“Exactly,” Jackson grumbles as he rounds the steel table and stands next to me. “Because we’re supposed to be eating, not cooking.”
I don’t know what propels me to do it—maybe it’s that commitment to this day, this dream, this date. Or maybe it’s just that I pay attention to the small moments, the small things—or in this case, theobviousthings. I rise up on tiptoe, press my lips to his stubble-covered jaw and murmur, “Kurt’s cute but I prefer hockey players to chefs.”
He exhales.
“And thank you for bringing me here so I can learn this.”
And I get to watch the big, strong hockey player melt.
His expression is something I’ll never forget, even though I only get it for a second before he’s bending down and kissing me.
“Beautiful little kitty cat,” he says when he draws back, lightly tapping at my nose. “Now get on with those noodles. I’m hungry.”
Lips twitching, I get on with the noodles.
And so, by the time the sauce is ready and they’re dropped in the water to cook, Jackson is prebolusing for dinner, giving the insulin a head start on the carbs that are soon to follow.
“Sit, sit,” Kurt orders, gesturing toward the table he pulled us from when I started peppering him with questions thirty minutes before. Our waiter—who hasn’t been able to meet my eyes since we came face-to-face outside the bathroom—is depositing plates in front of our chairs.
Colorful salads, crusty bread, and a beautiful array of cocktails to accompany our wine.
“Enjoy,” he adds, shooing us from the kitchen and working furiously at his station.
We sit. We devour the salads, and I definitely have more than my share of the delicious bread.
And by the time my head is spinning slightly from the rainbow of cocktails, from polishing that bottle of wine off—even with all the bread soaking it up in my belly—the chef is depositing steaming plates of the most delicious pasta in front of me.

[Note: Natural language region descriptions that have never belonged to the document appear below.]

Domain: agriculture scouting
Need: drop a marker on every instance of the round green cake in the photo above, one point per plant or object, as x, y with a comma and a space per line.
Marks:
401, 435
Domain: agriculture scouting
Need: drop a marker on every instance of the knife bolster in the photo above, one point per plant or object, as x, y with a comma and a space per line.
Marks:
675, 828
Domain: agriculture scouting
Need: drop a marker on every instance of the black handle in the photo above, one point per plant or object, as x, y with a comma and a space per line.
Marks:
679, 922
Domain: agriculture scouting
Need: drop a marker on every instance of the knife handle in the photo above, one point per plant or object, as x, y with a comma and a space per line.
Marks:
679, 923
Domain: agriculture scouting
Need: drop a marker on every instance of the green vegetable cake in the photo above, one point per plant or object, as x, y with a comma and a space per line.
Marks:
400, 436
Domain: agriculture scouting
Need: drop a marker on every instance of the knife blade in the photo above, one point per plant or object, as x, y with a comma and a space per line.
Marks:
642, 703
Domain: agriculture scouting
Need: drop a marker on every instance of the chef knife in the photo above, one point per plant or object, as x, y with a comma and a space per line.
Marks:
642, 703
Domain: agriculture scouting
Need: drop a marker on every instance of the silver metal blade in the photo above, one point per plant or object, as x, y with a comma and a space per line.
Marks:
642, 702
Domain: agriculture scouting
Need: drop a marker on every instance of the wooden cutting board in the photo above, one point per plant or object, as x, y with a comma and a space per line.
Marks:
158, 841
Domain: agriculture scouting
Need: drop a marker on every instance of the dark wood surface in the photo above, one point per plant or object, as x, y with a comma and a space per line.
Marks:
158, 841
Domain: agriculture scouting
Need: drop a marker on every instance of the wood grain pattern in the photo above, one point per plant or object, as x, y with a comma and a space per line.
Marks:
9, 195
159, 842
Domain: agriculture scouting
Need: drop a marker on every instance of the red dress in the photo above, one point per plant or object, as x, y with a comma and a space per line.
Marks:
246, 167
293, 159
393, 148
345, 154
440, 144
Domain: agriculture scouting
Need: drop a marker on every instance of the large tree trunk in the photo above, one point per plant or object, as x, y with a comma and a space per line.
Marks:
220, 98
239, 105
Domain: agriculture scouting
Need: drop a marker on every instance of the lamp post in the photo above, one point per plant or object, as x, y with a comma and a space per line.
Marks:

But it’s not just the food.
It’s…Jackson.
His continued awareness and consideration, the way his hand brushes mine as we share the dishes and offer each other bites, how our legs tangle beneath the table, the soft contact always there. The stories he shares of the team’s locker room antics—some I’ve heard, many I haven’t, all that have me in stitches.
And then he asks me questions about Gran, and I find myself talking about our traditions at Christmas—Chinese food and amovie at the local theater, about Junie and the bingo fiasco, about my attempts at making her a birthday cake as a teenager and not realizing that I’d swapped salt for sugar, and about the hard times too.
“…I thought I’d lose her when the cancer came back,” I admit. “I went home and cried all night, but then I did what she taught me—I got myself together, I did my research, and I made a plan. I got her doctors to get her into a clinical trial and thankfully, she responded well to it. She’s still recovering, and I hate that her journey hasn’t been easy, but she’s getting better a little more every day. And she’s been cancer free for six months now.”
Jackson squeezes my hand. “She’s lucky to have you.”
“I feel the same.”
He opens his mouth, but whatever he was going to ask is interrupted by his phone ringing.
CHAPTER EIGHTEEN
Jackson
I pull out my phone and grimace at the caller ID, weighing my options.
If I ignore this call like I’ve been ignoring the texts all day, my mom might do something dramatic?—
Like get on a damned plane and knock on my door in the middle of the night.
And I have plans that don’t involve calming my hysterical mother.
“You should get that,” Claire murmurs.
I shake my head, pocketing my still vibrating phone. “Let’s enjoy our dinner. I don’t want to interrupt.”